There was a concern that “Hours post-mortem” were confounded by species. For example, according to the documentation that we received from the different sites, the rhesus macaque samples were collected earlier than the chimpanzee samples and the chimpanzee samples were collected earlier than humans. These differences could impact the quality of the RNA. We can look at RIN score as a proxy for RNA quality. Therefore, we will look to see if there are differences in RIN score
Note: RIN score is missing for H4Lu
# Load libraries
library("ggplot2")
# Load information about the
RNA_seq_info <- read.csv("~/Reg_Evo_Primates/ashlar-trial/data/RNA_seq_info.csv")
# Boxplot RIN score by species
new_plot <- ggplot(data = RNA_seq_info, aes(y = RIN.score, x = Species)) + geom_boxplot() + geom_point(aes(color = Tissue), size = 5, position=position_jitter(width=0.2, height=0.1))
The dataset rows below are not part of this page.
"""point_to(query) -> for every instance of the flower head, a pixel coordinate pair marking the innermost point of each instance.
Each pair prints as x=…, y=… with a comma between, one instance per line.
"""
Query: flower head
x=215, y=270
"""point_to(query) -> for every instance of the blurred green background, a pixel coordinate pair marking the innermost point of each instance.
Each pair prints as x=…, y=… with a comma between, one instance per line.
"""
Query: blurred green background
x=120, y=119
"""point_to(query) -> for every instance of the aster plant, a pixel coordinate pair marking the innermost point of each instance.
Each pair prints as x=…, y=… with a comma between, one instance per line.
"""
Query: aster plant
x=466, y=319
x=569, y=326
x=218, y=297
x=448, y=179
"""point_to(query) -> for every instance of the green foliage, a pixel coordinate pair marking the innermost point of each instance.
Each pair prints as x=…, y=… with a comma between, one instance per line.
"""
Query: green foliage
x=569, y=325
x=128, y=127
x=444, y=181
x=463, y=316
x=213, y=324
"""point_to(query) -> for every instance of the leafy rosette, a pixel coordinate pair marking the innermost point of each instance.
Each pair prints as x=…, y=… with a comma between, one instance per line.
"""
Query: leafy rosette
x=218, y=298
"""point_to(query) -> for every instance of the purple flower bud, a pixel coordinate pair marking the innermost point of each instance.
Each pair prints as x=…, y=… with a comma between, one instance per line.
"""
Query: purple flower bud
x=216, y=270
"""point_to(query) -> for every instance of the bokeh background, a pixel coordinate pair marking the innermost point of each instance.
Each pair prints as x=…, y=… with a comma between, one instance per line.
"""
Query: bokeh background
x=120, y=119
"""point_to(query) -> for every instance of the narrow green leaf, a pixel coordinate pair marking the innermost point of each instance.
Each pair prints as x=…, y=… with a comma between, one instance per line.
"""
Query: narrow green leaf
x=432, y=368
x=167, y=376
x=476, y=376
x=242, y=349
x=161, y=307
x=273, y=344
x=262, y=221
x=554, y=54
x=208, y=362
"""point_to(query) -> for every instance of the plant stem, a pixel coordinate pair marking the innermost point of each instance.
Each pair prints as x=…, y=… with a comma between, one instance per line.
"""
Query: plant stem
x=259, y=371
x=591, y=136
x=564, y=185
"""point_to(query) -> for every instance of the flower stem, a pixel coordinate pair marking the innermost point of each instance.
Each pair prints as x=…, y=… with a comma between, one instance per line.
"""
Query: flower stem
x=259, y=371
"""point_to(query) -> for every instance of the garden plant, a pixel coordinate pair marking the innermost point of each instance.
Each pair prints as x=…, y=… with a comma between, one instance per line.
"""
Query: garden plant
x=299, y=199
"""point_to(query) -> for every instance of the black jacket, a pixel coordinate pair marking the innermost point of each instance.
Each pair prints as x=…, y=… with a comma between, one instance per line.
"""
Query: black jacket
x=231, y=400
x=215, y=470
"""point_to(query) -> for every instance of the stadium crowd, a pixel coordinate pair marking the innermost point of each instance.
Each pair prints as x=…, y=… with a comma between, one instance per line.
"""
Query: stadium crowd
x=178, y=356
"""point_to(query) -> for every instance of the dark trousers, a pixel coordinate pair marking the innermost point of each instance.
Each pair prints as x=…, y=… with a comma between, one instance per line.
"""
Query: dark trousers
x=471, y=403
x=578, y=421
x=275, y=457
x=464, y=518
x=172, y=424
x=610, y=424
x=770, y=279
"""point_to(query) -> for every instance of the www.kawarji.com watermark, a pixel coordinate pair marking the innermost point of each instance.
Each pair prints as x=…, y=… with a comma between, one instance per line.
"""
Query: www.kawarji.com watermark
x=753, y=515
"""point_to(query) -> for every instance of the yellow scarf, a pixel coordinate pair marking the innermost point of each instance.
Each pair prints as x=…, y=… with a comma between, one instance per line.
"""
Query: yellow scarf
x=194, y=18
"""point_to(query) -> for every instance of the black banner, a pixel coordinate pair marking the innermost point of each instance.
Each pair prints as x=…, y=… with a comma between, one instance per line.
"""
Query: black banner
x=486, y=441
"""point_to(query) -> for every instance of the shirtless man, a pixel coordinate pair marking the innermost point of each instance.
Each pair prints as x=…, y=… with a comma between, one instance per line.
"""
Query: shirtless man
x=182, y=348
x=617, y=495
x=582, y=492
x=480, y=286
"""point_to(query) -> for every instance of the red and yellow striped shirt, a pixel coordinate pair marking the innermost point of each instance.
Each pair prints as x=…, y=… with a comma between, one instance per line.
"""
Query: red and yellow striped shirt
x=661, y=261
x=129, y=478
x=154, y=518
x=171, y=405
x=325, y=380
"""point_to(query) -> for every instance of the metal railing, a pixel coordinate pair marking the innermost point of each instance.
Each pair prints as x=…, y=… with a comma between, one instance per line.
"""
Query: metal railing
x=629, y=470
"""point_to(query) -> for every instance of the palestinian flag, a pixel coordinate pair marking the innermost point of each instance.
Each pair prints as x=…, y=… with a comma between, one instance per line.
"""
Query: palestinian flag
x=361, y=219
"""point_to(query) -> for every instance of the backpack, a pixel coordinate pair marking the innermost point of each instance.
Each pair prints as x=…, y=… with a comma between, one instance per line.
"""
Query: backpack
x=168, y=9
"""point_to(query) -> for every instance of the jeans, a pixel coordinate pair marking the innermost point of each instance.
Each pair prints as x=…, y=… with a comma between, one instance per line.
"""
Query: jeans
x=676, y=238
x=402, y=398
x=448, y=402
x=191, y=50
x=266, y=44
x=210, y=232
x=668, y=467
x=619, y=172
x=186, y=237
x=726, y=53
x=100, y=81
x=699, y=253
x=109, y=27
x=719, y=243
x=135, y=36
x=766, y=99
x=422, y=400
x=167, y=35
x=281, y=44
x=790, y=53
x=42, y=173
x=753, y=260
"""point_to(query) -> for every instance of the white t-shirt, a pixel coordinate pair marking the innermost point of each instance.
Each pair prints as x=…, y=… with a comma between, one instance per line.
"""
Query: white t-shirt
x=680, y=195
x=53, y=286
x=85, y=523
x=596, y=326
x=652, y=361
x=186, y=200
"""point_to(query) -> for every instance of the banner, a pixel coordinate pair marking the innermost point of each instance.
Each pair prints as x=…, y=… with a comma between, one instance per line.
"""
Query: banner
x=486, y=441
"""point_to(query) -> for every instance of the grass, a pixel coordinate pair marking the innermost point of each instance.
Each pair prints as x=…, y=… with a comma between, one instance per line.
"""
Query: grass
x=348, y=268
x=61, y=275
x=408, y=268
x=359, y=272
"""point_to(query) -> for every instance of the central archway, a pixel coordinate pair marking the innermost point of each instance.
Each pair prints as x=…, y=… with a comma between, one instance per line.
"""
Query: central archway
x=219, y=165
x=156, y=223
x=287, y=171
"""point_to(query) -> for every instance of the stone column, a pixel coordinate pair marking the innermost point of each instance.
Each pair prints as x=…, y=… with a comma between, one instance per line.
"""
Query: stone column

new_plot + labs(title = "RIN score versus species by tissue", y = "RIN score", x = "Species")
## Warning: Removed 1 rows containing non-finite values (stat_boxplot).
## Warning: Removed 1 rows containing missing values (geom_point).
# RIN score by species with individual name
new_plot <- ggplot(data = RNA_seq_info, aes(y = RIN.score, x = Species, label = RNA_seq_info$Individual)) + geom_point(aes(color = Tissue), size = 5)
new_plot + geom_text(vjust = -0.4, nudge_y = 1.5) + labs(title = "RIN score versus species by tissue", y = "RIN score", x = "Species")
## Warning: Removed 1 rows containing missing values (geom_point).
## Warning: Removed 1 rows containing missing values (geom_text).
# Boxplot RIN score by tissue
new_plot <- ggplot(data = RNA_seq_info, aes(y = RIN.score, x = Tissue)) + geom_boxplot() + geom_point(aes(color = Species), size = 5, position=position_jitter(width=0.2, height=0.1))
new_plot + labs(title = "RIN score versus tissue by species", y = "RIN score", x = "Tissue")
## Warning: Removed 1 rows containing non-finite values (stat_boxplot).
## Warning: Removed 1 rows containing missing values (geom_point).
# RIN score by species with individual name
new_plot <- ggplot(data = RNA_seq_info, aes(y = RIN.score, x = Tissue, label = RNA_seq_info$Individual)) + geom_point(aes(color = Species), size = 5)
new_plot + geom_text(vjust = -0.4, nudge_y = 1.5) + labs(title = "RIN score versus tissue by species", y = "RIN score", x = "Tissue")
## Warning: Removed 1 rows containing missing values (geom_point).
## Warning: Removed 1 rows containing missing values (geom_text).